Il patto di famiglia, pertanto, è una peculiare fattispecie negoziale con cui l’imprenditore “anticipa” la propria successione per quanto riguarda il trasferimento della proprietà dell’azienda ai figli o ai nipoti.
La forma del contratto è un atto pubblico che viene stipulato dall’imprenditore e dai figli beneficiari (detti anche “assegnatari”). É necessaria, altresì, la partecipazione del coniuge dell’imprenditore stesso e di tutti quei soggetti che avrebbero la qualifica di legittimari se, in quel momento, si aprisse la successione testamentaria dell’imprenditore.

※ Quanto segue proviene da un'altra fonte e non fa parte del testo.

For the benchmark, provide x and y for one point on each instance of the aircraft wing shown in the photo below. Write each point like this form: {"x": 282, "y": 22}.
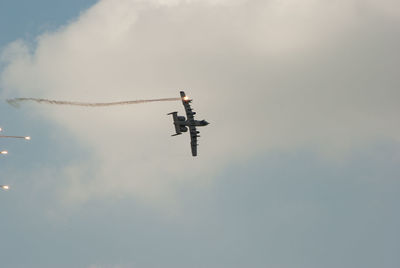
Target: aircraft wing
{"x": 193, "y": 139}
{"x": 190, "y": 118}
{"x": 186, "y": 103}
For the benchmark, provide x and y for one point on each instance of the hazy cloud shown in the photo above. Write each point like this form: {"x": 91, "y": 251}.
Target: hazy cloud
{"x": 266, "y": 74}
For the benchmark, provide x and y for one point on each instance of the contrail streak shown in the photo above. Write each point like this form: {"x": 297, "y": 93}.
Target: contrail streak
{"x": 16, "y": 137}
{"x": 15, "y": 102}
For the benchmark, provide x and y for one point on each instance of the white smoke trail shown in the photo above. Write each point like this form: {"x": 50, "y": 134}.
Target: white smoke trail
{"x": 16, "y": 101}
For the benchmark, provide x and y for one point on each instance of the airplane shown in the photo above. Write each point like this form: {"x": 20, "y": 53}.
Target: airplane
{"x": 182, "y": 124}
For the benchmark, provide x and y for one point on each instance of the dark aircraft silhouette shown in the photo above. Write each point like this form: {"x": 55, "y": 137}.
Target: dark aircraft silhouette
{"x": 182, "y": 124}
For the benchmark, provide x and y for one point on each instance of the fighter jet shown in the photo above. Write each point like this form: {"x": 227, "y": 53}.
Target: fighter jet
{"x": 182, "y": 124}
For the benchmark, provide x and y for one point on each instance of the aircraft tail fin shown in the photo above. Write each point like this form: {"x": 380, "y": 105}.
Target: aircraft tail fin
{"x": 175, "y": 118}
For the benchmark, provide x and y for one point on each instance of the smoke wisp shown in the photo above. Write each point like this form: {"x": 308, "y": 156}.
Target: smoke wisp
{"x": 16, "y": 102}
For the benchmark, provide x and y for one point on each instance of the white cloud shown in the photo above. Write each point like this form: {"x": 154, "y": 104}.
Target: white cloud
{"x": 266, "y": 74}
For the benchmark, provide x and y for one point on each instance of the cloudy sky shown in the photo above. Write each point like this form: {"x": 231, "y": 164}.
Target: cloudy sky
{"x": 298, "y": 168}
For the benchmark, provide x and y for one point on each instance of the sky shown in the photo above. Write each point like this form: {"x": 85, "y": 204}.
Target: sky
{"x": 299, "y": 166}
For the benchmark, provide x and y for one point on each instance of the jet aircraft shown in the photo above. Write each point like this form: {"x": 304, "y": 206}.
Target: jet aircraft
{"x": 182, "y": 124}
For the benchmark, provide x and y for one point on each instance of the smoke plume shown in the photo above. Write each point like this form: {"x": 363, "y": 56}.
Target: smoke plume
{"x": 16, "y": 101}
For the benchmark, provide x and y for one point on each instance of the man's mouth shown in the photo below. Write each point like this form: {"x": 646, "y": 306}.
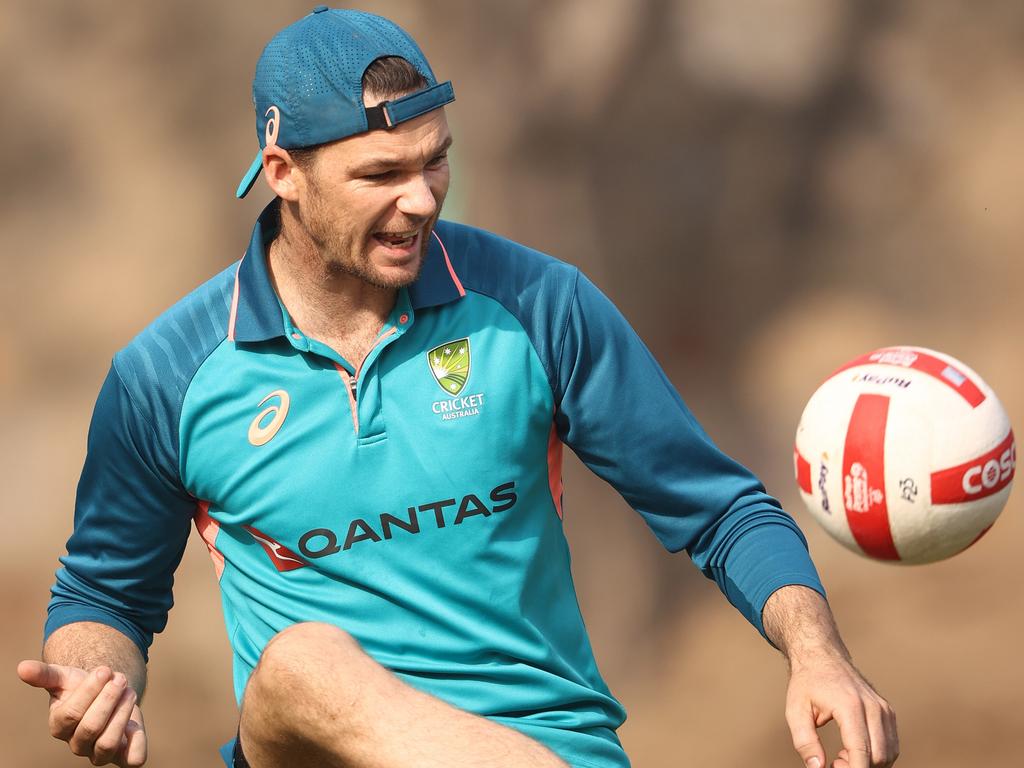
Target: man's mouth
{"x": 400, "y": 241}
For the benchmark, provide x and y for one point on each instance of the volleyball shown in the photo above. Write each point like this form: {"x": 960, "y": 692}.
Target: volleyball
{"x": 905, "y": 455}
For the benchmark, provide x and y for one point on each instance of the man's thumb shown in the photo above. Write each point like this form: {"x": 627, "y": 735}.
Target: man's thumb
{"x": 805, "y": 739}
{"x": 42, "y": 675}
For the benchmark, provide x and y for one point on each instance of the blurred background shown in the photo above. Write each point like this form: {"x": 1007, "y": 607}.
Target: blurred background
{"x": 766, "y": 188}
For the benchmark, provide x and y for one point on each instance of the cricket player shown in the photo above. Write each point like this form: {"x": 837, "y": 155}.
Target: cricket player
{"x": 364, "y": 418}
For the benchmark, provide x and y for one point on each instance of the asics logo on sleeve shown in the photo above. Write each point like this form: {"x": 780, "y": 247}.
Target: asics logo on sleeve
{"x": 260, "y": 433}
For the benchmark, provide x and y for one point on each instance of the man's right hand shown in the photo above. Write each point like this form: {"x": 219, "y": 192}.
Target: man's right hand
{"x": 95, "y": 712}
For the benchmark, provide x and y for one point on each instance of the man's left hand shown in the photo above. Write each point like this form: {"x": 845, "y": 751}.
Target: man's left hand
{"x": 830, "y": 688}
{"x": 824, "y": 685}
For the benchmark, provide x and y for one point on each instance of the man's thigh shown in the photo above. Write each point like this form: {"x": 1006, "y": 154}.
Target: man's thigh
{"x": 317, "y": 698}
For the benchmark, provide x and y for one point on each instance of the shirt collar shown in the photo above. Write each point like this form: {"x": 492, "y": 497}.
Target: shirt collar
{"x": 256, "y": 315}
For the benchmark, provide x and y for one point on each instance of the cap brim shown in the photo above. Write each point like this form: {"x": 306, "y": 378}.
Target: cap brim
{"x": 250, "y": 178}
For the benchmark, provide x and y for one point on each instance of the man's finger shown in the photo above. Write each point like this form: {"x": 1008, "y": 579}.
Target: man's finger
{"x": 67, "y": 714}
{"x": 52, "y": 677}
{"x": 853, "y": 730}
{"x": 805, "y": 736}
{"x": 113, "y": 739}
{"x": 882, "y": 749}
{"x": 94, "y": 721}
{"x": 135, "y": 753}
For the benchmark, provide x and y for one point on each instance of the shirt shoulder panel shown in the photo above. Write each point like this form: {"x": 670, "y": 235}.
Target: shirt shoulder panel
{"x": 158, "y": 366}
{"x": 537, "y": 289}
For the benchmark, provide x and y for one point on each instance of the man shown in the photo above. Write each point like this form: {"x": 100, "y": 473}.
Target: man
{"x": 365, "y": 419}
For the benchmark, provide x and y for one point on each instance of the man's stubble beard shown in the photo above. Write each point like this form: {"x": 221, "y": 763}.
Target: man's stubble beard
{"x": 342, "y": 259}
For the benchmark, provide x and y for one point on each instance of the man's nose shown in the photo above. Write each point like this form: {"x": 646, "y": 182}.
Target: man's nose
{"x": 416, "y": 198}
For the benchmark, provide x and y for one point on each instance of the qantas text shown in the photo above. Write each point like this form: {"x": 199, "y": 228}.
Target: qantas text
{"x": 324, "y": 542}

Il coniuge e i legittimari hanno infatti diritto a percepire, dai figli assegnatari, una somma a titolo di liquidazione del valore delle quote di legittima (in alternativa, la liquidazione può avvenire in natura, ossia ricevendo alcuni beni al posto del denaro): quanto ricevuto viene imputato alla quota di legittima e non può essere oggetto di collazione o di un’azione di riduzione.

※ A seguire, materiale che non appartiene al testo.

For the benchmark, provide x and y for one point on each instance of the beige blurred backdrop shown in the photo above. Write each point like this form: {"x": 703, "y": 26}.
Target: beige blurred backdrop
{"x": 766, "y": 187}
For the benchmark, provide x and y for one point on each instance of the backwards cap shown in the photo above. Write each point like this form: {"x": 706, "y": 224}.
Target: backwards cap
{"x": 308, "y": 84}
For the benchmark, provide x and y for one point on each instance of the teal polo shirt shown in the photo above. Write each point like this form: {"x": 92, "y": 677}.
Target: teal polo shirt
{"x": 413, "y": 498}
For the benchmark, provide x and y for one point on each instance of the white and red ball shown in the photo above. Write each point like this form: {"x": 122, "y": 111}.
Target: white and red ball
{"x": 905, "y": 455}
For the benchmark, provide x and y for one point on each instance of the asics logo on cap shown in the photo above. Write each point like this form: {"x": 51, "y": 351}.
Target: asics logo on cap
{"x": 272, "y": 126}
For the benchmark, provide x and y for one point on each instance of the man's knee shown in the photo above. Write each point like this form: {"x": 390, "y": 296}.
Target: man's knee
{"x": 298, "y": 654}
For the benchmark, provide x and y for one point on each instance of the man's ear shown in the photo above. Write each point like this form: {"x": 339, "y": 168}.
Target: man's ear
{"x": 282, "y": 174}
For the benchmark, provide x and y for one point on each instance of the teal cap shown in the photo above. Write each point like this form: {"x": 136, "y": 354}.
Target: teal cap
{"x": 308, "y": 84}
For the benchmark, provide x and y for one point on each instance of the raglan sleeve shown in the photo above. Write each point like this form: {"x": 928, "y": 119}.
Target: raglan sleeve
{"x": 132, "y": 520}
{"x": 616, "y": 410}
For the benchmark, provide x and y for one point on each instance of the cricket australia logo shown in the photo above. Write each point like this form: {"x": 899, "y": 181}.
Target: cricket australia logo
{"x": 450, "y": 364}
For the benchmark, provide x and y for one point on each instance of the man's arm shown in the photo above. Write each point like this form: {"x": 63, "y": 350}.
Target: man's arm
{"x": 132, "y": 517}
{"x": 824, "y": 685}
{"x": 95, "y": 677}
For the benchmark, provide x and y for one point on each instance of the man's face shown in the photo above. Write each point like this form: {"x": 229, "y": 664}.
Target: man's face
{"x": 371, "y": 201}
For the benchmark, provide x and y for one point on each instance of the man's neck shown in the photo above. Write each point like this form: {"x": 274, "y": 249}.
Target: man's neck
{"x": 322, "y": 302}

Praticamente, si tratta di un “anticipo” dell’eredità. La liquidazione può avvenire anche con un contratto successivo, purché collegato al patto di famiglia e con la presenza degli stessi partecipanti.
Risulta importante che il patto di famiglia preveda il diritto di recesso perché, se manca, per sciogliersi dal vincolo l’interessato dovrà necessariamente ottenere lo scioglimento del primo patto facendo stipulare un secondo, nuovo, patto di famiglia con le stesse persone.
Nell’ipotesi che il coniuge o alcuni legittimari non partecipino al patto di famiglia e poi l’imprenditore muore, essi possono chiedere ai figli assegnatari la corresponsione della somma dovuta a titolo di liquidazione più gli interessi legali: se i figli non versano tale somma, il patto di famiglia può essere impugnato entro un anno.
Risulta controverso se il patto di famiglia, ove abbia ad oggetto beni immobili o mobili iscritti in pubblici registri, ricada nelle previsioni dell’art. 2929-bis cod. civ.. (2929 bis c.c.: i beni immobili e i beni mobili registrati possono essere oggetto di esecuzione forzata anche se sottoposti a vincolo di indisponibilità o se oggetto di alienazione a titolo gratuito, sempre che il vincolo o l'alienazione siano successivi all'insorgere del credito e purché il pignoramento venga effettuato entro un anno dalla trascrizione del vincolo o dell'alienazione. In caso di alienazione a titolo gratuito, l'espropriazione potrà essere effettuata anche direttamente nei confronti del terzo acquirente. Con questo strumento, entrato in vigore nel 2015, il creditore non dovrà più attendere l'emanazione di una sentenza dichiarativa di inefficacia dell'atto compiuto in suo danno dal debitore, la cui mala fede diviene presunta).
Il patto di famiglia può essere sciolto o modificato, in due modi: a) con un nuovo patto di famiglia;
b) se il patto stesso lo prevede, con il recesso di un partecipante a cui segue una dichiarazione delle altre persone certificata dal Notaio. Occorre che allo scioglimento o alla modifica partecipino tutte le persone che avevano preso parte al primo patto di famiglia.